Prefix Cache Aware Benchmarking¶
This guide shows how to deploy a prefix-cache-aware benchmarking config using inference-perf.
Prerequisites¶
Before you begin, ensure you have the following:
- Helm 3+: Installation Guide
- Kubernetes Cluster: Access to a Kubernetes cluster
- Hugging Face Token Secret: A Hugging Face token to pull models.
- Gateway Deployed: Your inference server/gateway must be deployed and accessible within the cluster.
Follow benchmarking guide for more information on how to set up gateway and how to validate benchmark results.
Shared Prefix Dataset Configuration¶
The chart uses the shared_prefix dataset type, which is designed to test caching efficiency. These parameters are located under config.data.shared_prefix:
num_groups: The number of shared prefix groups.num_prompts_per_group: The number of prompts within each shared prefix group.system_prompt_len: The length of the system prompt.question_len: The length of the question part of the prompt.output_len: The desired length of the model's output.
The default values for the dataset are defined in the chart, but you can override them using --set config.data.shared_prefix.<parameter> flags.
Example:
helm install my-release ../inference-perf -f high-cache-values.yaml --set config.data.shared_prefix.num_groups=512
Deployment¶
This chart supports two main configurations, defined in high-cache-values.yaml and low-cache-values.yaml.
1. Check out the repo.¶
git clone https://github.com/kubernetes-sigs/gateway-api-inference-extension
cd gateway-api-inference-extension/benchmarking/prefix-cache-aware
2. Get the target IP.¶
The examples below shows how to get the IP of a gateway or a k8s service.
# Get gateway IP
GW_IP=$(kubectl get gateway/inference-gateway -o jsonpath='{.status.addresses[0].value}')
# Get LoadBalancer k8s service IP
SVC_IP=$(kubectl get service/vllm-llama3-8b-instruct -o jsonpath='{.status.loadBalancer.ingress[0].ip}')
echo $GW_IP
echo $SVC_IP
3. Deploying the High-Cache Configuration¶
This configuration is optimized for scenarios where a high cache hit rate is expected. It uses the high-cache-values.yaml file.
export IP='<YOUR_IP>'
export PORT='<YOUR_PORT>'
export HF_TOKEN='<YOUR_HUGGINGFACE_TOKEN>'
helm install high-cache ../inference-perf -f high-cache-values.yaml \
--set hfToken=${HF_TOKEN} \
--set "config.server.base_url=http://${IP}:${PORT}"
Parameters to customize:
high-cache: A unique name for this deployment.hfTokenSecret.name: The name of your Kubernetes Secret containing the Hugging Face token (default:hf-token).hfTokenSecret.key: The key in your Kubernetes Secret pointing to the Hugging Face token (default:token).config.server.base_url: The base URL (IP and port) of your inference server for the high-cache scenario.

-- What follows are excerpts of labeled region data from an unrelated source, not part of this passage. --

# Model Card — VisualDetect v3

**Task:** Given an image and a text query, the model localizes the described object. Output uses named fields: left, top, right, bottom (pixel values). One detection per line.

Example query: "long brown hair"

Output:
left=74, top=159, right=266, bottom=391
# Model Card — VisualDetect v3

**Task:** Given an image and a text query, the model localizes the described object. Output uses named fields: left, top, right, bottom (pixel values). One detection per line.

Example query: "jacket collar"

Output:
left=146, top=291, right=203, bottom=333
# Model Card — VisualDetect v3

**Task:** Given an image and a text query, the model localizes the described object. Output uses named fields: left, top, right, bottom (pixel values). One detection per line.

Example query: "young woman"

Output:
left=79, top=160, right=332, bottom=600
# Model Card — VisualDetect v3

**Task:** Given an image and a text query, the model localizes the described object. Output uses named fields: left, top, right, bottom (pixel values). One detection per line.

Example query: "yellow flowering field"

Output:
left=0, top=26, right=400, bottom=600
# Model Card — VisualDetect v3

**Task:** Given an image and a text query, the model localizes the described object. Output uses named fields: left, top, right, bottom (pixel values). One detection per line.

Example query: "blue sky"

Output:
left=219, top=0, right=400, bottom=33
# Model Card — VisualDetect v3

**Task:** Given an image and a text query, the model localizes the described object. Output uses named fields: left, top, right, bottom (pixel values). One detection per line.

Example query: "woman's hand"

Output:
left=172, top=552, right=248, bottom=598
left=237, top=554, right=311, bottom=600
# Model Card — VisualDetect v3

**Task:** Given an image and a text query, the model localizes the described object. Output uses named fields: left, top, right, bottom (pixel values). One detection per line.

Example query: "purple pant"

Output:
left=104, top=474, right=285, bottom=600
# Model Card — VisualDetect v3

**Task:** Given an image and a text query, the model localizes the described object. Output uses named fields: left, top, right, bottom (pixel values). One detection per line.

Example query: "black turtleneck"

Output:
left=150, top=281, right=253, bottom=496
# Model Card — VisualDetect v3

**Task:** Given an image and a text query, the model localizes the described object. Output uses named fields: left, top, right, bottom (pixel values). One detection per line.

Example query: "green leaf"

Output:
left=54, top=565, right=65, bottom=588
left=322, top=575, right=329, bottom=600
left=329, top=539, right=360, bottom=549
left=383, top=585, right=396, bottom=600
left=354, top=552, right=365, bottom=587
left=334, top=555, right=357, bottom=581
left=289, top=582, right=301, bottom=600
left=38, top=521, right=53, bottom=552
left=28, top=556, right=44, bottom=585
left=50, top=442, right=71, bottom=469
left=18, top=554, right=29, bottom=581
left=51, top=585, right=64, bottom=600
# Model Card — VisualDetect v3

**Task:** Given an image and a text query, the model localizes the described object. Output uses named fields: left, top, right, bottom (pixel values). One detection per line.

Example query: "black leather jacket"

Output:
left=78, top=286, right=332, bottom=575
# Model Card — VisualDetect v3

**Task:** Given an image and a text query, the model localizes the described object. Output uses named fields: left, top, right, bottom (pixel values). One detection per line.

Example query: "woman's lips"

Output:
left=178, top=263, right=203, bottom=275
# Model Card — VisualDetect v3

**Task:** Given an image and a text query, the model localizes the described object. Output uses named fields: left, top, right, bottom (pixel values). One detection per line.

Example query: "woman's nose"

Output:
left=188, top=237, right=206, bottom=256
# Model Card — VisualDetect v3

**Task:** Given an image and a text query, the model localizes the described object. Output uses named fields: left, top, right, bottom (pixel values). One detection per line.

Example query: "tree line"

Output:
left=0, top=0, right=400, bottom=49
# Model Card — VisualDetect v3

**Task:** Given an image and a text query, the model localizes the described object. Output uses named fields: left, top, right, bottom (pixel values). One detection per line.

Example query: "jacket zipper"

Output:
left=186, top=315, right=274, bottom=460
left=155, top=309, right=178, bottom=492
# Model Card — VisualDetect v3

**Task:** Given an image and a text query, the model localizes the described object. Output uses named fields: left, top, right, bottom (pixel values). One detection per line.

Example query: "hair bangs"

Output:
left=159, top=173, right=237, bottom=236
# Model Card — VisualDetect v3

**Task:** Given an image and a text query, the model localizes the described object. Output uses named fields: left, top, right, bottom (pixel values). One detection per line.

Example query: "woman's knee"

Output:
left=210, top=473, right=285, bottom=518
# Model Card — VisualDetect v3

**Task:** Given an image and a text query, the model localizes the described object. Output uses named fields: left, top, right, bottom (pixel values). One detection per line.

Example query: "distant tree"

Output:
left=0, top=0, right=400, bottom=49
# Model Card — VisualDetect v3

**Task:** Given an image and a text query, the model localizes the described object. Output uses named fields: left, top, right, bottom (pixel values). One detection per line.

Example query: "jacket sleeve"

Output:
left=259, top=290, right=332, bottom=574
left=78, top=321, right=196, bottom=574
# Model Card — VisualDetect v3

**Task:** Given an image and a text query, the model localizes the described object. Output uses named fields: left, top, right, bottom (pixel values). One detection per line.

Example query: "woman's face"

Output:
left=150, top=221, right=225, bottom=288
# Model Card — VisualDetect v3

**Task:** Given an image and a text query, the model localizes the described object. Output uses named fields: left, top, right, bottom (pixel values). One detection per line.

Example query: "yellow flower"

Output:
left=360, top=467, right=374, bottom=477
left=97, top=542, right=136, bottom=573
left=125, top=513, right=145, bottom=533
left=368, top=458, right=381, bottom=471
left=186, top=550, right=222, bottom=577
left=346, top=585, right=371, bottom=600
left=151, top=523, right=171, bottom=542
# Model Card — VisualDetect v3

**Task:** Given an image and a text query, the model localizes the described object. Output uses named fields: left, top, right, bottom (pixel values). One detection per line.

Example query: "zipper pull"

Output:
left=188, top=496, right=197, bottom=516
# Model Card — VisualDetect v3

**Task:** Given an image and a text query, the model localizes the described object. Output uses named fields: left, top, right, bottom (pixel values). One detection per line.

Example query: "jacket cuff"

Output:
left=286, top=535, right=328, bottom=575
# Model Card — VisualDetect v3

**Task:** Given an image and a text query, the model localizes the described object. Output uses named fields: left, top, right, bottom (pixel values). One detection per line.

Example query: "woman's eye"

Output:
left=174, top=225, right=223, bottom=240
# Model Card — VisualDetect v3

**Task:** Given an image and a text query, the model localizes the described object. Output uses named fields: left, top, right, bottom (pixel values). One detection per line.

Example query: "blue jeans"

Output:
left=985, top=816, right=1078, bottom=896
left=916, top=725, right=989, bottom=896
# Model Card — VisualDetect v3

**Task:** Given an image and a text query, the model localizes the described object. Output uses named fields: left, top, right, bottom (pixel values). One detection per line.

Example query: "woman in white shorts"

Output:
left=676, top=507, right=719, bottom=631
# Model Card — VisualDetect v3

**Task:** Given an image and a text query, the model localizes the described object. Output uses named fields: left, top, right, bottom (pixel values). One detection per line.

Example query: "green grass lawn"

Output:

4. Deploying the Low-Cache Configuration¶
This configuration is designed for scenarios with a lower cache hit rate. It uses the low-cache-values.yaml file.
cd gateway-api-inference-extension/benchmarking/prefix-cache-aware
export IP='<YOUR_IP>'
export PORT='<YOUR_PORT>'
export HF_TOKEN='<YOUR_HUGGINGFACE_TOKEN>'
helm install low-cache ../inference-perf -f low-cache-values.yaml \
--set hfToken=${HF_TOKEN} \
--set "config.server.base_url=http://${IP}:${PORT}"
Parameters to customize:
low-cache: A unique name for this deployment.hfTokenSecret.name: The name of your Kubernetes Secret containing the Hugging Face token (default:hf-token).hfTokenSecret.key: The key in your Kubernetes Secret pointing to the Hugging Face token (default:token).config.server.base_url: The base URL (IP and port) of your inference server for the high-cache scenario.
Clean Up¶
To uninstall the deployed charts:
helm uninstall my-high-cache-release
helm uninstall my-low-cache-release
Post Benchmark Analysis¶
Follow the benchmarking guide instructions to compare benchmark results.